2. Start by adding in the cinchona, cloves, gentian, juniper berries & cinnamon bark.  You can crush, crack or otherwise break down the ingredients to expose more surface area to accelerate the infusion process.  Cover the opening of the glass vessel with the lid or a piece of plastic wrap & keep it covered whenever you are not accessing it.  Over the course of the next 3-5 days, taste the liquid as it steeps.  Remember, this stuff is high octane so a little sip should work just fine.  As it gets to your desired intensity level, take a spider or other straining apparatus & remove the bulk pieces from the liquid.  At this stage you do not have to get every last bit as you will be double straining the finished product later in the process.

3. Next add in your dried & higher toned aromatic elements: licorice root, rosebuds, green cardamom pods, allspice berries, hyssop, hibiscus petals, calendula flowers & yarrow root.  Repeat the process of steeping & tasting daily over the course of 3-5 days to monitor it's evolution.  Depending on the freshness & quality of these ingredients, these flavor profiles can be quick to emerge or slow to develop.  Always trust your local herbalist or preferred online retailer as their inventories are usually better than the bulk sections of larger groceries or an unknown online resource.

4. The final hardware addition is the fresh chicory root, fresh ginger, fresh rosemary, fresh grapefruit peels & vanilla beans.  Again, 3-5 days of tasting & paying attention to what you want out of the maturing amaro.  These fresh ingredients lend a brightness to the mix & the vanilla helps round out the mouthfeel. 

5. One last flavor infusion: pour in the vermouth & simple syrup to sweeten & take the edge off the overproof &, at this point, fully bittered beverage.  Add the water a little at a time to bring down the alcohol percentage until it is at your desired level of burn.  About 2 bottles will get you into the 50% range & 4 will get you closer to the 40% range.  By all means, go with what your palate prefers & you can always water it down later via ice, chilled water or soda when you serve it.  One caveat: once you've diluted it, it's pretty tough to go backwards so go slow & taste as you add the water :)

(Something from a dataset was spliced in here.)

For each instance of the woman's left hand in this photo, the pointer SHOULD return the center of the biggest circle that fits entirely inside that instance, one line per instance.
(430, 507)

6. Now comes the time for straining.  Start by pouring through a china cap or fine mesh strainer into a large vessel.  It doesn't matter   This allows you to get the larger pieces out but don't worry so much about the smaller particulates.  Discard the steeped detritus or add it to your compost pile to ferment!  After the large elements have been removed, take a large coffee filter & set it into the bottom of that same strainer after its been rinsed thoroughly.  Slowly pour the amaro through the filtered strainer into the large glass vessel you used for the steeping, again rinsed completely.  The second fine straining is next as you bottle the beverage.  Take a large funnel & line it with cheesecloth that has been double over on itself.  Slowly pour the amaro into the bottles until they are full.  Remember the cheesecloth slows the drain & you'll need to keep an eye on the volume in the funnel as the bottle fills or there will be overflows!

7. The time has come...  to wait some more.  You can most definitely drink the amaro now but after a few days of maturation in the bottle, it will be even better as the flavors coalesce.  There are many ways to enjoy your housemade amaro: a small shot drank neat to aid digestion, over rocks as a sipper, with a splash of soda water & a citrus twist or in a cocktail.  Lastly, please use this recipe as a template.  You can shrink the batch size by adjusting ratios.  You can get deeper & add darker toned spices or back off & add more floral elements.  You can keep it all for yourself or give it away as gifts.  The choice is yours!  Cin cin!